When Richard Linklater made Before Sunset and Before Sunrise — two other movies about people wandering through a foreign land — he  joined with Julie Delpy, Kim Krizan and Ethan Hawke to create arguably the most fascinating, complex couple in recent cinema history, two smart and funny people whose chemistry sparked and whose conversations flowed with wit and insight and personality, and whose relationship and affection grew organically and realistically. Edwards has made a movie about two people who don’t like each other, and then do. But with aliens. Call me a stupid cynical asshole if you want, but that’s really just not enough. (Disclaimer: I can’t wait to see what Edwards does with Godzilla.
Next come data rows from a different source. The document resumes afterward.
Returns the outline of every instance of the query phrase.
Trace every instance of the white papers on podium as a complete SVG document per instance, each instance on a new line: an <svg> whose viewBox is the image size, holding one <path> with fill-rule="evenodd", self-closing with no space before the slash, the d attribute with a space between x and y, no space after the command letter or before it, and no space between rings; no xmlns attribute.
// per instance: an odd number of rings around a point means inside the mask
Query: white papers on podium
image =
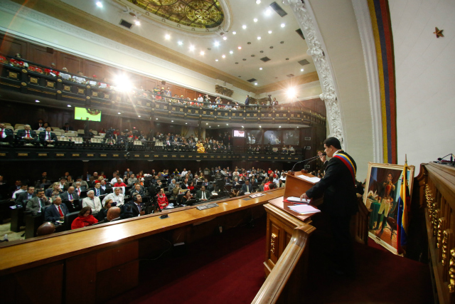
<svg viewBox="0 0 455 304"><path fill-rule="evenodd" d="M312 213L321 212L321 210L316 209L310 205L299 205L299 206L289 206L289 209L300 214L309 214Z"/></svg>
<svg viewBox="0 0 455 304"><path fill-rule="evenodd" d="M306 175L303 175L303 174L297 175L296 177L299 177L299 179L305 179L306 181L312 182L314 184L316 184L321 180L319 177L307 177Z"/></svg>

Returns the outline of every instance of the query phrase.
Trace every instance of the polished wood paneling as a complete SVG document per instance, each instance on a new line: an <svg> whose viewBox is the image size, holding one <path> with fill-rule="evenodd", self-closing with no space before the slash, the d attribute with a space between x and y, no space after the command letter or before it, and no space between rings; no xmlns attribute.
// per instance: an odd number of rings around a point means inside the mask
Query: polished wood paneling
<svg viewBox="0 0 455 304"><path fill-rule="evenodd" d="M97 253L68 258L65 262L67 304L80 304L96 297Z"/></svg>

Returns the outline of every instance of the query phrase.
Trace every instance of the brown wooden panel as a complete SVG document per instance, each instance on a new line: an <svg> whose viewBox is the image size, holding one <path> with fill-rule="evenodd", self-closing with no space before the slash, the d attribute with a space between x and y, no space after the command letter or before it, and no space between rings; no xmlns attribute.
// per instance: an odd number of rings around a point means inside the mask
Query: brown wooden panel
<svg viewBox="0 0 455 304"><path fill-rule="evenodd" d="M97 254L97 271L102 271L138 258L139 243L134 241L104 250Z"/></svg>
<svg viewBox="0 0 455 304"><path fill-rule="evenodd" d="M12 37L2 36L0 44L0 52L4 55L14 57L16 53L20 53L22 58L27 59L27 43Z"/></svg>
<svg viewBox="0 0 455 304"><path fill-rule="evenodd" d="M103 302L119 295L139 283L139 261L133 261L97 276L97 302Z"/></svg>
<svg viewBox="0 0 455 304"><path fill-rule="evenodd" d="M49 49L52 50L50 48L49 48ZM48 52L48 48L33 43L28 44L28 58L27 59L36 63L49 67L52 63L56 65L58 63L58 55L56 52L53 51L52 53L49 53ZM58 66L57 68L59 68L59 67Z"/></svg>
<svg viewBox="0 0 455 304"><path fill-rule="evenodd" d="M66 260L67 304L93 303L96 297L97 254L85 254Z"/></svg>
<svg viewBox="0 0 455 304"><path fill-rule="evenodd" d="M21 271L14 277L17 284L16 303L62 303L63 263Z"/></svg>
<svg viewBox="0 0 455 304"><path fill-rule="evenodd" d="M62 68L68 68L70 73L76 74L77 71L84 72L84 59L64 53L60 53L60 59Z"/></svg>

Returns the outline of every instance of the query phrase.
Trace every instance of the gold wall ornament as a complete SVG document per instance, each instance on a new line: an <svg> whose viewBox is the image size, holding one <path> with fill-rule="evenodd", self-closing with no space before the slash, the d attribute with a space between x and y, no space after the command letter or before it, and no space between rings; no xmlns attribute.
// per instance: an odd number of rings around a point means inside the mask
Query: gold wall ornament
<svg viewBox="0 0 455 304"><path fill-rule="evenodd" d="M447 264L449 260L449 244L451 241L453 236L452 229L446 229L444 231L442 238L442 246L441 251L442 251L442 266L445 266Z"/></svg>

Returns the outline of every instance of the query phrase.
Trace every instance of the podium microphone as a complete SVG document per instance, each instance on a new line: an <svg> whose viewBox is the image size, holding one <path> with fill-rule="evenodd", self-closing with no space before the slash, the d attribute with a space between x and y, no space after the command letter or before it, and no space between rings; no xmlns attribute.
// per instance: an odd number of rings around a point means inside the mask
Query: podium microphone
<svg viewBox="0 0 455 304"><path fill-rule="evenodd" d="M325 156L325 155L327 155L327 153L326 153L326 152L322 152L322 155L321 155L321 156ZM295 164L294 165L294 167L292 167L292 169L291 169L291 171L294 172L294 168L296 167L296 166L297 164L301 164L302 162L307 162L307 161L309 161L309 161L314 161L314 160L317 159L318 159L318 158L319 158L319 157L320 157L320 156L319 156L319 155L316 155L316 156L315 156L314 157L310 157L310 158L309 158L308 159L304 159L304 160L301 160L301 161L300 161L300 162L296 162L296 163L295 163Z"/></svg>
A more ruminative take on that classic character would be very interesting.)

Underrated Movie of the Year: Predators

And now I shall praise a big splashy sci-fi movie featuring alien hunters and lasers and macho men fighting! Hoorah! I am a philistine! And proud of it. Predators isn’t about love. It’s not about emotion, really, other than fear and gritty determination. It’s got little insight into humanity, and it features big action setpieces involving running through jungles and firing mini-guns at trees and stabbing things to death with knives. It’s gory and loud and fast-moving and has McKee structures and everything. It’s the polar opposite of Edwards’ sedate love story, AND I LOVED IT!
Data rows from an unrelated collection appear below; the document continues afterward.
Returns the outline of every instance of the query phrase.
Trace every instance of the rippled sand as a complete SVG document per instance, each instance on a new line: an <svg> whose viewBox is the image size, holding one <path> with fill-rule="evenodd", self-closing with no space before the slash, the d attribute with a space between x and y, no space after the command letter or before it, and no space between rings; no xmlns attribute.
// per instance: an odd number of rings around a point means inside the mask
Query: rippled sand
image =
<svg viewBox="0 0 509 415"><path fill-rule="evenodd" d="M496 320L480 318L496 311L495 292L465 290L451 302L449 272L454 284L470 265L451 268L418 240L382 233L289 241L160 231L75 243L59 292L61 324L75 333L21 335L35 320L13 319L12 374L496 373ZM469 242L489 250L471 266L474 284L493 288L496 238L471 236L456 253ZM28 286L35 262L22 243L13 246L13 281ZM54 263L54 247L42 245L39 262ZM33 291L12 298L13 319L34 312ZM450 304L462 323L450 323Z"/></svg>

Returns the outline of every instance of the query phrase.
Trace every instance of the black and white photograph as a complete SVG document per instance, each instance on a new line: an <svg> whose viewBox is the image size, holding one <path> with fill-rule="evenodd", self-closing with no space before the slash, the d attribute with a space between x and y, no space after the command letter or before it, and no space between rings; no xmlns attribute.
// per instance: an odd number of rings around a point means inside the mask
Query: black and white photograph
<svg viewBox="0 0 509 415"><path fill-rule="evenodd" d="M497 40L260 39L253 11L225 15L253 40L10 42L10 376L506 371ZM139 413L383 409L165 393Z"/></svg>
Which is not to say it’s art, but then, neither is Monsters. Predators is a sequel to a sequel, it’s about nothing more than not getting killed in space, and it’s mostly about bombarding the eyes and ears with spectacle. That’s all. But it does all of that with such verve, and sly narrative trickery, and good performances, that it achieves what all movies should: it sets out to do one thing well, and it exceeds its goal. And yet it was dismissed by mainstream critics (predictable) and genre-friendly critics (surprising) alike. Again, perhaps low expectations played their part. Nevertheless, what I saw was a punchy, well-paced and surprisingly smart actioner that easily matches the absurdly entertaining original.
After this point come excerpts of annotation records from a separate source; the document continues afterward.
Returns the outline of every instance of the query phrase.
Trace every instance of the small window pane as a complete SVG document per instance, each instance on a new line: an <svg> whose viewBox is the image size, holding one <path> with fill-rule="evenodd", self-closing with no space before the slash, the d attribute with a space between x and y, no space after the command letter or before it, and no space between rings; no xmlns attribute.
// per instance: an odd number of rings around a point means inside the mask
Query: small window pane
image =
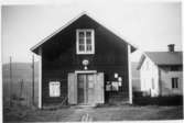
<svg viewBox="0 0 184 123"><path fill-rule="evenodd" d="M84 38L79 38L79 44L85 44L85 40Z"/></svg>
<svg viewBox="0 0 184 123"><path fill-rule="evenodd" d="M178 88L178 78L172 78L172 88Z"/></svg>
<svg viewBox="0 0 184 123"><path fill-rule="evenodd" d="M87 40L86 40L86 43L87 43L87 44L91 44L91 40L90 40L90 38L87 38Z"/></svg>
<svg viewBox="0 0 184 123"><path fill-rule="evenodd" d="M50 81L50 97L61 96L61 85L59 81Z"/></svg>
<svg viewBox="0 0 184 123"><path fill-rule="evenodd" d="M87 45L87 51L91 51L91 45Z"/></svg>
<svg viewBox="0 0 184 123"><path fill-rule="evenodd" d="M91 37L91 32L86 32L86 37Z"/></svg>
<svg viewBox="0 0 184 123"><path fill-rule="evenodd" d="M85 51L85 45L79 45L79 51L80 52Z"/></svg>
<svg viewBox="0 0 184 123"><path fill-rule="evenodd" d="M84 32L79 32L79 38L84 37L84 36L85 36L85 33Z"/></svg>

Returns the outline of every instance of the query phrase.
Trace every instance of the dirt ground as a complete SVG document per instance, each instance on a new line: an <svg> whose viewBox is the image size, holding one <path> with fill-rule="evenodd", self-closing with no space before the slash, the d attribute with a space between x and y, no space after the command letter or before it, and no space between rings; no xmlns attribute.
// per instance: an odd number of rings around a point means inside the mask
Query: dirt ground
<svg viewBox="0 0 184 123"><path fill-rule="evenodd" d="M11 108L3 112L4 122L71 122L71 121L130 121L130 120L181 120L183 107L113 105L99 108L61 108L36 110Z"/></svg>

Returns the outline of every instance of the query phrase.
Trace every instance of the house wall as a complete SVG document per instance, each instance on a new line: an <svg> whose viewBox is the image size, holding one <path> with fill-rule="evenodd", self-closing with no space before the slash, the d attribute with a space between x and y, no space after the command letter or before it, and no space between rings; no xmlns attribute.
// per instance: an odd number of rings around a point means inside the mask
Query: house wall
<svg viewBox="0 0 184 123"><path fill-rule="evenodd" d="M178 78L178 89L172 88L172 78ZM160 68L161 96L173 96L183 93L183 71L170 71Z"/></svg>
<svg viewBox="0 0 184 123"><path fill-rule="evenodd" d="M141 91L151 94L151 97L159 96L159 68L158 66L148 57L145 57L141 68L140 68L140 79L141 79ZM153 88L153 83L154 88Z"/></svg>
<svg viewBox="0 0 184 123"><path fill-rule="evenodd" d="M95 30L95 54L76 54L76 29ZM51 42L52 41L52 42ZM128 80L128 44L121 38L97 24L90 19L83 16L67 29L52 37L43 45L42 54L42 102L61 103L67 97L67 76L75 70L84 70L83 59L88 59L88 70L97 70L105 74L106 81L117 81L113 77L118 72L122 77L122 86L119 91L110 91L105 100L129 99ZM48 82L61 82L61 97L48 96Z"/></svg>

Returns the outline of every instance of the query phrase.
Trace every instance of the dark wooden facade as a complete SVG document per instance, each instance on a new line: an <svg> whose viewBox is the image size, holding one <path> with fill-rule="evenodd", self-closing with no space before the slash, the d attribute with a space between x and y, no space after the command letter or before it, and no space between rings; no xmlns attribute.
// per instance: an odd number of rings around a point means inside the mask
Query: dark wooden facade
<svg viewBox="0 0 184 123"><path fill-rule="evenodd" d="M76 30L93 29L95 31L95 54L76 54ZM128 75L128 43L84 14L67 27L56 33L33 52L42 48L42 103L61 103L67 97L68 74L75 70L84 70L83 59L88 59L88 70L104 72L106 81L117 81L115 72L122 77L122 86L119 91L111 91L109 99L129 100L129 75ZM61 81L61 97L48 96L48 82Z"/></svg>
The casting helps. Adrien Brody does a shockingly good impression of a tough guy as “The Tough Guy”, aided by equally committed performers as Topher Grace, Alice Braga, Mahershalalhashbaz Ali, and the magnificent scene-stealing acting colossus that is Shades of Caruso favourite Walton “Shane Vendrell” Goggins. Even more so is the peculiar casting of Lawrence “Also An SoC Favourite” Fishburne as the crazy survivor of a previous hunting round. Fishburne’s fidgety paranoia plays interestingly against his usual gravitas-laden personality, creating a pleasant disconnect that keeps the movie flowing through what would otherwise be a mid-movie lull. Perhaps that’s the best thing about Nimrod Antal’s movie: it moves at a clip, keeps you guessing, and places its key showdowns at exactly the right moments.

No, it’s not “art” and it won’t “fulfill” you like the sight of two photogenic people going from point A to point B with the odd well-shot glance of something resembling an emotion, but it will give you space-boar rampages, multiple canny references to John McTiernan’s original action-horror classic, Adrien Brody with his shirt off, Danny Fucking Trejo, some well-conceived last-act surprises, and a Yakuza enforcer with a katana facing off against a Predator in a samurai duel. A YAKUZA ENFORCER WITH A KATANA FACING OFF AGAINST A PREDATOR IN A SAMURAI DUEL! Monsters can’t even begin to compete. Predators can rip out its skull and spine and turn it into a nice trophy, for all I care.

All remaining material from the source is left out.